Computer screens displaying lines of code with colorful ambient lighting

TL;DR: A 135-page class action lawsuit filed March 31, 2026 in San Francisco federal court alleges Perplexity AI embedded Meta Pixel, Google Ads, Google DoubleClick, and Meta’s Conversions API trackers directly in its code. These tools allegedly sent user conversations (including prompts, responses, email addresses, IP addresses, and device information) straight to Meta and Google for ad targeting. The data flowed even when users activated “incognito mode,” which the lawsuit calls a “sham.” The complaint compares the trackers to wiretaps and names Perplexity, Google, and Meta as defendants. The class covers all US users from December 7, 2022 to February 4, 2026.
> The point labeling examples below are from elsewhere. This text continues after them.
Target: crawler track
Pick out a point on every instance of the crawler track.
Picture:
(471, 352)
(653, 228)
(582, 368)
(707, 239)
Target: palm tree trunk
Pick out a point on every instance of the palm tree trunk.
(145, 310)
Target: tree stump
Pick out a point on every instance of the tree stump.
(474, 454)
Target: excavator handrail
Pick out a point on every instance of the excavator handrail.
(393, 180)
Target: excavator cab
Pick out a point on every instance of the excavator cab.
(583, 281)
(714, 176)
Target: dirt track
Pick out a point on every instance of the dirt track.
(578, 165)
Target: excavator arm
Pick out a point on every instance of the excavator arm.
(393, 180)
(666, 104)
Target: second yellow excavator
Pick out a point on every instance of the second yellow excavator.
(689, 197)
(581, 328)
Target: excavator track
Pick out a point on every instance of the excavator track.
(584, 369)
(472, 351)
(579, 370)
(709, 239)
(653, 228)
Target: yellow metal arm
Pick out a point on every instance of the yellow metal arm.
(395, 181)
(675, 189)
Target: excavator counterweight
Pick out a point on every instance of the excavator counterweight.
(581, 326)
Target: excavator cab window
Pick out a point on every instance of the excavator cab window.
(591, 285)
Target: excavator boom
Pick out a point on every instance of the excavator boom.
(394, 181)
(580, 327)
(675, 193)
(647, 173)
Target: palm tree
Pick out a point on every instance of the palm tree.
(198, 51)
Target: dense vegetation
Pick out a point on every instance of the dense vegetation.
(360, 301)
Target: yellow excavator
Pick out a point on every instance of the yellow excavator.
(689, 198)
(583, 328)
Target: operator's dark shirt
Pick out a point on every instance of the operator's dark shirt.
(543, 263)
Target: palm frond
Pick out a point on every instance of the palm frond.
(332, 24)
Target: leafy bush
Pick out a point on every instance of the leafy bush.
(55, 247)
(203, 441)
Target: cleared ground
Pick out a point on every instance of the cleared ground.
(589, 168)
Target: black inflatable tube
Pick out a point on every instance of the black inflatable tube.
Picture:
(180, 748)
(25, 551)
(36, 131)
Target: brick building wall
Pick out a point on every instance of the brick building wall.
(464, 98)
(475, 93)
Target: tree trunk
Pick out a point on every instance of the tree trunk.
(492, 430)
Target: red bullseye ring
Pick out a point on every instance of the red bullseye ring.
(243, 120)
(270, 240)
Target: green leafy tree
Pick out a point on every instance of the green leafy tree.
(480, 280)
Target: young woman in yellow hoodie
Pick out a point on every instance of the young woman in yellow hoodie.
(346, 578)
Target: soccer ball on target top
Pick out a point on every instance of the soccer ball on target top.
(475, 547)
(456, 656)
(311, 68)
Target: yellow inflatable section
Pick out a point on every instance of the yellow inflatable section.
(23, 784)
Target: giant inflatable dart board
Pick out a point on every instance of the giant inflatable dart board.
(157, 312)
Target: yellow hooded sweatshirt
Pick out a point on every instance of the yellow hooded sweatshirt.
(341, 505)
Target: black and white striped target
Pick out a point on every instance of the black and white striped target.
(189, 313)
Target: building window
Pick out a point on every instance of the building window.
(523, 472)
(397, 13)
How the Data Pipeline Works

According to the complaint, Perplexity embedded multiple advertising trackers in its platform that activate the moment you open the home screen.[1] Here’s the chain:

  1. You type a question. Could be about a medical condition, a legal problem, your finances, anything.
  2. Before Perplexity even processes your query, the embedded trackers fire. Meta Pixel, Google Ads, and Google DoubleClick capture the data.[2]
  3. Meta’s Conversions API takes it further. CAPI creates a “direct connection” between Perplexity’s servers and Meta. It grabs the data server-side, meaning no browser extension, ad blocker, or incognito mode can stop it.[3]
  4. Google and Meta receive your conversation. Your prompts, Perplexity’s responses, your email, Facebook ID, IP address, and device information all flow to their ad platforms.[4]

The complaint alleges Meta specifically recommends Conversions API as a “workaround” to stop “savvy users” from blocking Meta Pixel tracking. Perplexity allegedly adopted it.[3]

The Incognito Mode “Sham”

Perplexity offers an incognito mode that promises to create “anonymous threads” that “won’t save to your history and expire after 24 hours.”[2]

The lawsuit says that’s meaningless. Because the tracking happens server-side through Conversions API, incognito mode has no effect on the data flowing to Meta and Google. Your conversations still get transmitted. The privacy setting is cosmetic.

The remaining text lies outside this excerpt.